Plaintiff Griffin Industries, Inc. ("Griffin") and Defendant Restaurant Technologies, Inc. ("RTI") are both involved in the business of collecting used cooking oil from restaurants. This matter originally arose from RTI's alleged tortious interference with Griffin's customer contracts and business relations. On February 13, 2009, the Court dismissed the case as settled (DN 139). Three months later, Griffin moved to reinstate the case for the purposes of enforcing the settlement agreement (DN 140). Griffin states that the parties came to an agreement on the material terms of their settlement agreement on February 12, 2009, but when the parties began negotiating the secondary terms of the agreement it became clear that RTI was already denying its obligations under the material terms.
The settlement negotiations that resulted in the alleged agreement began on January 15, 2009, when Griffin sent RTI a settlement proposal. Several communications were sent back and forth between the parties over the next several weeks. On February 12, Griffin agreed to accept the proposed terms of RTI's latest offer, contingent on several factors, including "RTI and Griffin understand that all terms agreed upon today are only the material terms and any final settlement agreement will require the parties to mutually agree on any secondary terms such as possible depot closures, assignability and the like." E-mail from Lynsie T. Gaddis, Counsel for Plaintiff, to George G. Eck Richard H.C. Clay, Counsel for Defendant (Feb. 12, 2009) (emphasis added). RTI responded, stating that it believed the parties had reached a settlement. RTI's letter also provided that "[t]he parties agree that the aforementioned material terms are intended to settle the litigation currently pending before Judge Russell in the Federal Court for the Western District of Kentucky, but acknowledge that any final settlement agreement will require mutual agreement on secondary terms such as possible depot closures, assignability and the like." E-mail from Jonathan D. Wilson, Counsel for Defendant, to Lynsie T. Gaddis, Counsel for Plaintiff (Feb. 12, 2009) (emphasis added).

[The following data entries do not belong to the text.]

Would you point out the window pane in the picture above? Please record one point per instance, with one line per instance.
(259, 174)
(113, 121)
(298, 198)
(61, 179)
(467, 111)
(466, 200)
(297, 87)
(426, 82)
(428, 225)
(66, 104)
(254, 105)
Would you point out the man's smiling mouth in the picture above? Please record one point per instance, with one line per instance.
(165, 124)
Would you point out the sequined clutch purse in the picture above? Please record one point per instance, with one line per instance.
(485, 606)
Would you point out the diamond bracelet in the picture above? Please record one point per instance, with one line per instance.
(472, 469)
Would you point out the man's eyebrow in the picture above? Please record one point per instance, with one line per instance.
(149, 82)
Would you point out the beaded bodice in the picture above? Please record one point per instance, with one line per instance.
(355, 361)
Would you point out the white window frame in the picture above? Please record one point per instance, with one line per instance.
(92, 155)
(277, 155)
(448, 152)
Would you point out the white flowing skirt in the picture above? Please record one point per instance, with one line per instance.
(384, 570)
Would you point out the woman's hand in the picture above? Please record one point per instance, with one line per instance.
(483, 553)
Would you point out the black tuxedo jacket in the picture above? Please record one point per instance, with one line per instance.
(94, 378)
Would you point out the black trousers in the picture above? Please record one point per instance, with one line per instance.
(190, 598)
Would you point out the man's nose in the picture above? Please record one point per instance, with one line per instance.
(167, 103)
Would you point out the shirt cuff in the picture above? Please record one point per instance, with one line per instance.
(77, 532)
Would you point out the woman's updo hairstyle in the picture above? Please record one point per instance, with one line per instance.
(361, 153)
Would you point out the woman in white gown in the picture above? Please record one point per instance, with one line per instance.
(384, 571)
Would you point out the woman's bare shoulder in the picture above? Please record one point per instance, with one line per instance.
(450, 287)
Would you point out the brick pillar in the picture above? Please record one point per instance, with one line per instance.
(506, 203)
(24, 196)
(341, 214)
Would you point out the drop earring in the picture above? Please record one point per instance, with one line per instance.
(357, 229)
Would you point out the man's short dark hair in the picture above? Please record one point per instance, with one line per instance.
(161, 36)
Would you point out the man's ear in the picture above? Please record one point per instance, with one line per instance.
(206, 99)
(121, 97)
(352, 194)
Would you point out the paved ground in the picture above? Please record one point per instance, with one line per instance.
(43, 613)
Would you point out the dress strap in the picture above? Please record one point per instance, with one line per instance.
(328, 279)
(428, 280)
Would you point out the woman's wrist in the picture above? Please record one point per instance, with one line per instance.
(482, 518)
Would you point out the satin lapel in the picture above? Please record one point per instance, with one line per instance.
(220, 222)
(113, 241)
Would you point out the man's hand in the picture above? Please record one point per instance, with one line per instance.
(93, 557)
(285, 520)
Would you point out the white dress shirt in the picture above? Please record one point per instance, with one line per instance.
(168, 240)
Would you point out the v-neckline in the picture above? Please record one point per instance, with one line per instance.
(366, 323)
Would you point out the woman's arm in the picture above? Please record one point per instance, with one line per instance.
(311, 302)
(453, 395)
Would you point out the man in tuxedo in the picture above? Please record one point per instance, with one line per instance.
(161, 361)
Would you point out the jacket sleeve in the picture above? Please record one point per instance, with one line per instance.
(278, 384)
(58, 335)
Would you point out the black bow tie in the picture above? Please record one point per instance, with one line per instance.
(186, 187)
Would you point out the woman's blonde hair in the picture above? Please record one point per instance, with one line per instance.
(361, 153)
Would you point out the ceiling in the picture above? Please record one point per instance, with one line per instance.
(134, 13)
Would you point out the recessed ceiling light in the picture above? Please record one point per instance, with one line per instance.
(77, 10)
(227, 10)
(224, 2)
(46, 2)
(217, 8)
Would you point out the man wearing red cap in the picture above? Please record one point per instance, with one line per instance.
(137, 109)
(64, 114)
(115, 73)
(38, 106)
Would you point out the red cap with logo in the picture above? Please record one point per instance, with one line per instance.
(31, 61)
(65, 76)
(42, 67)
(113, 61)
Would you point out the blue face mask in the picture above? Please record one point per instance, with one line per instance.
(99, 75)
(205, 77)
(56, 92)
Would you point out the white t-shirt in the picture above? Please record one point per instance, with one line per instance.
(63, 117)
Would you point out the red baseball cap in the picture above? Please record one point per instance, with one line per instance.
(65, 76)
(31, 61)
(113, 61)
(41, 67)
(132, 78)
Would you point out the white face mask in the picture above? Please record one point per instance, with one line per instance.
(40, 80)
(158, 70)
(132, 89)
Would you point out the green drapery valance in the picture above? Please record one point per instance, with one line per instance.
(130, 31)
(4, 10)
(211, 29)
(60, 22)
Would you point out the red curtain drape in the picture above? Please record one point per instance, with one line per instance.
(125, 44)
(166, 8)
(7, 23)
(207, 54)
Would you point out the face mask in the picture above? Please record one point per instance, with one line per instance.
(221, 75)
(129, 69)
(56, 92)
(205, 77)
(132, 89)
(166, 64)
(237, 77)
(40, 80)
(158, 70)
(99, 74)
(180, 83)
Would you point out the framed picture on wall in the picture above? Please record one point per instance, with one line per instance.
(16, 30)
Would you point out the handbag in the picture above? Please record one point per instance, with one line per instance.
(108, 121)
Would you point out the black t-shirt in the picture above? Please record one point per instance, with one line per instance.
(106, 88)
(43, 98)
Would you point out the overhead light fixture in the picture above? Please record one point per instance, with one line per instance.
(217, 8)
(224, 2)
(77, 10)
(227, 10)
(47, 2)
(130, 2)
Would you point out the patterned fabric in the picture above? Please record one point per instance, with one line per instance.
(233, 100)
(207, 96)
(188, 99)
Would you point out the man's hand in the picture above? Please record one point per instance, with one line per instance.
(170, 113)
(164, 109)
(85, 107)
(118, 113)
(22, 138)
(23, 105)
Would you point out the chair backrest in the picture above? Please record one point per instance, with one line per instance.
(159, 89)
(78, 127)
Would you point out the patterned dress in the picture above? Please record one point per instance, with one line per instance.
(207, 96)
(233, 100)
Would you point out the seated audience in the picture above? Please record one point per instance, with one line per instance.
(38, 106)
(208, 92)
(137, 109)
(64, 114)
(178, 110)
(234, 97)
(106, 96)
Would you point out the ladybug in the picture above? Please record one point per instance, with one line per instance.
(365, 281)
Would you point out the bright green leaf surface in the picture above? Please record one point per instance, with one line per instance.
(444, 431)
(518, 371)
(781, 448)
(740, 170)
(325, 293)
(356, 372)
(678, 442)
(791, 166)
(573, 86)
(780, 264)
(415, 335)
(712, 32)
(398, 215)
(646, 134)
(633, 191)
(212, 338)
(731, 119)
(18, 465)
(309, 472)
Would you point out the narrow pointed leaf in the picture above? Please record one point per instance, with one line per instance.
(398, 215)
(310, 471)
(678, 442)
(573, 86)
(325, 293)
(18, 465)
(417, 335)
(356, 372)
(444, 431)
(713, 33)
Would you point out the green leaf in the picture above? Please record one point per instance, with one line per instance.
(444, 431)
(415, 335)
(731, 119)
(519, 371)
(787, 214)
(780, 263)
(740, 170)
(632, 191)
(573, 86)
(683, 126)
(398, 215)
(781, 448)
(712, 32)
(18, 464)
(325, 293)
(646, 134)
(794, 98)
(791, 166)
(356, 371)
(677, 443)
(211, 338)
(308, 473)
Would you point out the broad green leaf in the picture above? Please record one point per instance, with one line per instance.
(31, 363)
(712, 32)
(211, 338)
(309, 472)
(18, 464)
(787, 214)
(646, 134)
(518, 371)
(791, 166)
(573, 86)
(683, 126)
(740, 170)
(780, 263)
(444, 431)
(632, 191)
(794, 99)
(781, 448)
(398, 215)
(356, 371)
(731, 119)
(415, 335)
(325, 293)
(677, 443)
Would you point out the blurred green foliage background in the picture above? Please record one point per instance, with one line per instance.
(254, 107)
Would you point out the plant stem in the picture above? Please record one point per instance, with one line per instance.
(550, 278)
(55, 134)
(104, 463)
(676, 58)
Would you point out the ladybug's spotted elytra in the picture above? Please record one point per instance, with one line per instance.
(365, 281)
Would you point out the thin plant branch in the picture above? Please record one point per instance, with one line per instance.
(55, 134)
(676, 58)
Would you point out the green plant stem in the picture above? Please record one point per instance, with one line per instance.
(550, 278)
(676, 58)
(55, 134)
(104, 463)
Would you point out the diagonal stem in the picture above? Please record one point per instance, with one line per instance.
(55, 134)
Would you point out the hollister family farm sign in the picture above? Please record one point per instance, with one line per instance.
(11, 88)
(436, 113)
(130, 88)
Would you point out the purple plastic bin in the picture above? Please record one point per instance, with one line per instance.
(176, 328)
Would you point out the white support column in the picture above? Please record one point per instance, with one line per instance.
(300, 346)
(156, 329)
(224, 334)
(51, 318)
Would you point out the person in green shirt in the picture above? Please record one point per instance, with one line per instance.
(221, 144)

Generally, the Court has the authority to enforce a settlement agreement. See Brock v. Scheuner Corp., 841 F.2d 151, 154 (6th Cir. 1988). In this case, however, there was not a complete settlement agreement. See id. (citing Ozyagcilar v. Davis, 701 F.2d 306, 308 (4th Cir. 1983)). As RTI noted in its response, under the express terms of the parties' settlement communications, the failure to achieve mutual agreement on secondary terms means there is not an enforceable settlement agreement. See Gen. Motors Corp. v. Keener Motors, Inc., 194 F.2d 669, 676 (6th Cir. 1952) ("As long as both parties contemplate that something remains to be done to establish contractual relationship, no contract has been made."). Not only are the material terms of the settlement now in dispute, the parties have also been unable to reach an agreement on the secondary terms. Thus, as explicitly agreed to by the parties, the settlement agreement is not final, and cannot be enforced by the Court.
Griffin maintains that the Court has the power to enforce the material terms of the settlement even when the parties are at an impasse on secondary terms. The cases relied on by Griffin, however, are not entirely analogous to the present matter. Here, the parties specifically agreed that the settlement agreement would not be final until they agreed upon the secondary terms. Without such an agreement, the Court does not have the power to enforce any settlement between the parties.
For the reasons set forth above, IT IS HEREBY ORDERED that Plaintiff's Motion to Enforce Settlement (DN 149) is DENIED.